Hours are consumed in scrambling for three or four miles up and down steps, and over the most abominable course a bicycle was ever dragged, carried, up-ended and lugged over. At the end of that time I reach a temple occupying a romantic position in a rocky defile, and where a flight of steps leads down to the water's edge. All semblance of anything in the nature of a continuous path terminates at the temple, and hailing a sampan bound up stream, I obtain passage to the northern extremity of the canyon.
The sampan is towed by a team of seven coolies, harnessed to a small, strong rope made of bamboo splint. It is interesting, yet painful, to see these men clambering like goats about the rocky cliffs, sometimes as much as a hundred feet above the water; one of the number does nothing else but throw the rope over protuberant points of rock.
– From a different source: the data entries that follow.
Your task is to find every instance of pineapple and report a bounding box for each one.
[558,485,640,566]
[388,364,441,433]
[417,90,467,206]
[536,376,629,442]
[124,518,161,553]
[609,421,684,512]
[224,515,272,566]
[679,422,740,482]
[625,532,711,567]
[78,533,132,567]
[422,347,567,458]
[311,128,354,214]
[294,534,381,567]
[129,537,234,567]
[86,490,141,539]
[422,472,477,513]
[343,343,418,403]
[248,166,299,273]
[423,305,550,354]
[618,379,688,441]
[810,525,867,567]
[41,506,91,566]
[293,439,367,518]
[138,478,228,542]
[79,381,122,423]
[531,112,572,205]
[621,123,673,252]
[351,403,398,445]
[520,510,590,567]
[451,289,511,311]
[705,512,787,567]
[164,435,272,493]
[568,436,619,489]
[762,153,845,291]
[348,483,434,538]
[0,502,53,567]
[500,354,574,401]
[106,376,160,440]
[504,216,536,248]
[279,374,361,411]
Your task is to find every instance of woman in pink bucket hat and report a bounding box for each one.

One would naturally imagine that Chinese enterprise would be sufficient to construct something like a decent towpath through this caiion, considering the number of boats towed through it daily; but everything in China seems to be done by the main strength and awkwardness of individuals.
The boatmen seem honest-hearted fellows; at noon they invite me to participate in their frugal meal of rice and turnips. Passing sampans are greeted by the crew of our boat with the intelligence that a Fankwae is aboard; the news being invariably conveyed with a droll "ha-ha!" and received with the same. Indeed, the average Chinese river-man or agriculturist, the simple-hearted children of the water and the soil, seem to regard the Fankwae as a creature so remarkably comical, that the mere mention of him causes them to laugh.
Near the end of the canon the boat is moored at a village for the day, and my knee feeling much better from the rest, I pursue my course up the bank of the river. The bank is level in a general sense, but much cut up with small tributary creeks.